A minha casa faz barulhos. Eu sempre morei em apartamentos, agora moro numa casa-casa. E as casas fazem barulhos, rangem. Estalam. Eu não fazia a mínima ideia. Nos apartamentos há toda uma miríade de ruídos quotidianos, mas são barulhos previsíveis, normais para mim, rato de apartamento que sempre fui. Passos agudos de cão no andar de cima, aquele barulho tricotado, picotado, sincopado do canídeo naquela sua ciranda doméstica. Os previsíveis ruídos humanos: vozes, conversas, discussões, quase sempre com aquela voz da professora do Charlie Brown, um linguajar de palavras impercetíveis mas que se percebem. Autoclismos, maquinaria doméstica no seu ronco diário de resistência e labor, lavar, secar, voltar a lavar, voltar a secar, aquela resiliência teimosa e resignada de máquina. Mas as casas estalam, rangem, as paredes mexem-se, o telhado faz crack de vez em quando. Eu não fazia ideia, não me habituei ainda.
As pessoas de casas dizem que é assim, eu não fazia mesmo ideia nenhuma. Não estou acostumado. Parece a terra a reclamar este amontoado de pedra e betão todo de volta a si. Dá a ideia de que se uma pessoa se distraísse por uns tempos encontraria a casa engolida por raízes, árvores a furar a taco do chão, trepadeiras a medrar pelas frechas do microcimento estalado do chão da cozinha, elefantes a passear na sala, osgas a devorar nacos de parede, símios pendurados em candeeiros numa azáfama de selva densa. Esta casa ainda por cima tem sótão. Ficámos uns dias sem lá ir e um tapete de Arraiolos foi devorado por traças.

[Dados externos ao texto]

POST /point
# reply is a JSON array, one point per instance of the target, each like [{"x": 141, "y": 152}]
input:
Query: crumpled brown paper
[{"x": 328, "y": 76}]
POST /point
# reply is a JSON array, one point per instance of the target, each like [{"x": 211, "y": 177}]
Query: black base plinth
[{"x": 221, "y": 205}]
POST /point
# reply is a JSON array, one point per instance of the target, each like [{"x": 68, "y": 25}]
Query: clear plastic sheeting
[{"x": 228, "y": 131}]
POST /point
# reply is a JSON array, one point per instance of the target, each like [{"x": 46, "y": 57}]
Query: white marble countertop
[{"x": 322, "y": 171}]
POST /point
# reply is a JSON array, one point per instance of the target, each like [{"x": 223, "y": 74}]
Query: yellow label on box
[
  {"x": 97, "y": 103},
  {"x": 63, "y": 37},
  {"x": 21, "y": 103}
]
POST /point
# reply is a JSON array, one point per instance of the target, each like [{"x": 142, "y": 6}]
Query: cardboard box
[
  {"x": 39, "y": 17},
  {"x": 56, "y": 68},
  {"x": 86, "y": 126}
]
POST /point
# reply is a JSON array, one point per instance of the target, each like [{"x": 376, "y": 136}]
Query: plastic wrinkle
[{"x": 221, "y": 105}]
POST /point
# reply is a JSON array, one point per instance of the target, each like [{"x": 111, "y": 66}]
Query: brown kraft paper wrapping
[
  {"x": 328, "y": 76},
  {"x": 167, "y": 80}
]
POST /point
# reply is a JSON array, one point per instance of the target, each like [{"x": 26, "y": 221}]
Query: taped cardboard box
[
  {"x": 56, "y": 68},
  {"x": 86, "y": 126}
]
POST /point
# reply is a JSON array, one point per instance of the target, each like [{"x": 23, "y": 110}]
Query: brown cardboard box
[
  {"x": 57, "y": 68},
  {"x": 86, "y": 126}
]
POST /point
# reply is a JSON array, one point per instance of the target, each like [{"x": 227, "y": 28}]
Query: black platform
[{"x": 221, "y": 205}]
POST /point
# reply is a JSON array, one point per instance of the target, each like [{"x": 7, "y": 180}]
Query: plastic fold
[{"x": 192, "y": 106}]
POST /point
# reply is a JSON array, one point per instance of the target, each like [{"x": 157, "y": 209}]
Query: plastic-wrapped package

Estamos numa luta. Viver numa casa é uma experiência amazónica. A casa está assente em chão. Em terra, mesmo. Passam lençóis freáticos por baixo, rios de lama. Um dia destes acordo devorado por formigas.
A Natureza manda os seus exércitos e a nossa vida doméstica resume-se a resistir. Todos aspiramos o céu, mas antes há que aspirar o chão. Tudo há de passar um dia, mas há que passar o tempo, há que passar um pano. Todos os dias, todos os dias. Passa-se a esfregona, esfrega-se os olhos e há que passar a esfregona outra vez. A erosão dos tempos lima as arestas todas, o pó chama tudo para si. É a maneira de a terra se limpar a si própria. Tragar tudo. A terra tudo há de comer, esta casa não será exceção. Mas não durante a minha vigia. Viver é resistir. Eu não vou desistir assim. A minha filha tem um ano e pouco e não tem qualquer tipo de consideração por esta batalha teimosa, constante, contra a entropia do mundo. Do alto da sua cadeira asperge migalhas, detritos, estilhaços de ordem vária. Lixo orgânico que se enfia por entre as fibras entrelaçadas do tapete que a mãe dela e eu comprámos em Marrocos, numa negociação implacável de que apenas a minha mulher seria capaz, eu jamais, e por tudo isto já se intui que andei há pouco de rabo para o ar a aspirar migalhada do chão, enquanto se ouviu um estalido assustador que não sei agora precisar se seria o telhado se seria um vértebra das minhas.